This is the fifth in a series of columns on the importance of giving all Catholic kids a Catholic education. (Part one, Part two, Part three, Part four.) The idea of home schooling, while not unheard of these days, still causes many people to squint their eyes, give a puzzled look, and ask, "Why? What's the point of reinventing the wheel?" For Catholic parents, the point is actually quite simple. It is to acknowledge that instructing our children in the ways of the faith is just as important as instructing them in reading, writing, and arithmetic. By freeing families from school-imposed schedules, home schooling makes it easier for us parents to give our children the heart, hand, and head knowledge we want them to have about the Catholic faith as well as to dive into the traditional school subjects.
If education itself is like a glorious, full-color picture book, then homeschooling, for our family, has been like a pop-up version of that book. History springs to life as we read about it in our textbook, and then go visit where it took place. Science projects leap off poster boards and become fully animated adventures to beaches, swamps, labs, and museums. Like the shapes and colors of a Monet painting, school subjects, family vacations, holy days, and even different grade levels, merge together to produce an integrated lifestyle of learning. The best byproduct of homeschooling by far, however, is the very special sibling bond that our kids share, having spent so much of their childhoods together.
One thing that surprises most people is that there is no single correct way to home school. There are, in fact, many different philosophies and methodologies from which to choose.
Here are four important questions to answer as we investigate home schooling.
First, for what purpose and during what time frame do we want to homeschool? The curricula we choose, the support groups with which we get involved, and even the space that we convert in our homes for school use will depend on how big of a commitment is being made in time, number of kids/students, and grade levels.
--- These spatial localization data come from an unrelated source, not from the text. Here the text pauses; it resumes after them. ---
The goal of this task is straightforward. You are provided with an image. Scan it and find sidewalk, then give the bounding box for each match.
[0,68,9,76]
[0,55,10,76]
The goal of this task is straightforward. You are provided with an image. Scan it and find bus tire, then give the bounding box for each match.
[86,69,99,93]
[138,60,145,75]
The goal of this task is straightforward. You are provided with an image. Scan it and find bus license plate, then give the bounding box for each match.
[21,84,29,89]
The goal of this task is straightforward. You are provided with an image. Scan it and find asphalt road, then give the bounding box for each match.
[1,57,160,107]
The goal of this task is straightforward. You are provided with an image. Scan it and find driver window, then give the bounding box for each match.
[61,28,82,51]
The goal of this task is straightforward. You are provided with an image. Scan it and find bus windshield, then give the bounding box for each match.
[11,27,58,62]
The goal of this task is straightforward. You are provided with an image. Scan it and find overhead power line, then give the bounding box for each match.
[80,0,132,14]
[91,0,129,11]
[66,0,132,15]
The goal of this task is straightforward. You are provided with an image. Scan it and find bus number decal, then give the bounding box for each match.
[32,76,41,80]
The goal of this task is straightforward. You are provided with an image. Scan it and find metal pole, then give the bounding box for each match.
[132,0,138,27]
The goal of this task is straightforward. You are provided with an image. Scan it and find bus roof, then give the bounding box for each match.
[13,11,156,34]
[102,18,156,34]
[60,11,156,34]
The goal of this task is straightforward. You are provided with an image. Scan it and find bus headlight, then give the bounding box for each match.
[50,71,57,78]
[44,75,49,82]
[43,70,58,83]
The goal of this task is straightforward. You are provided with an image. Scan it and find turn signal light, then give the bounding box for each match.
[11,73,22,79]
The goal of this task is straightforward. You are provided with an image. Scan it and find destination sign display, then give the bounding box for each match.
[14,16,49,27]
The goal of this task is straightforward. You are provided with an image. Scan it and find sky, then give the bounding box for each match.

Second, are we prepared as parents to take on the task? Of all the school options, this one is going to require the largest investment of parental time, energy, and space in our homes. Especially if giving our children a Catholic education is one of the reasons we choose to home school, we have to be willing to re-educate ourselves in areas of spiritual, catechetical, or theological weakness. The same willingness applies to areas of intellectual weakness. Fortunately, this is not hard to do. Weekend-long home schooling conferences with speakers, workshops, and curricula galore are available all over the country. Cooperative classes, support groups, and opportunities for field trips abound in many regions of the country.
Third, how much will home schooling cost? Every family will be different, but home schooling costs us around $1,000 per kid per year. On the other end of the scale, a friend in our home school group spends about $15,000 per kid per year, so that her children can attend intense music programs in Boston.
Lastly, "What about socialization?" It is the question asked most often about home schooling, but it is really based on the false idea that socialization only takes place in a classroom of children of the same age. It does not. Socialization actually happens best in a stable environment where a child knows he or she is loved, safe, and has the chance to interact with people of diverse ages and abilities. Still, some people just can't envision school without buses, desks, and recess. We found it best to explain our schooling choice by making simple, positive statements about why we were home schooling, and to refrain from negative statements or arguments about why we were not sending those particular children at that particular time to any other particular school.
If you're a parent considering home schooling, there are many home schooling curricula that I would encourage you to consult. One is the Mother of Divine Grace home schooling program, an excellent review of which is found here. Others include the Seton Home Schooling program, Catholic Heritage Curricula, and Regina Coeli.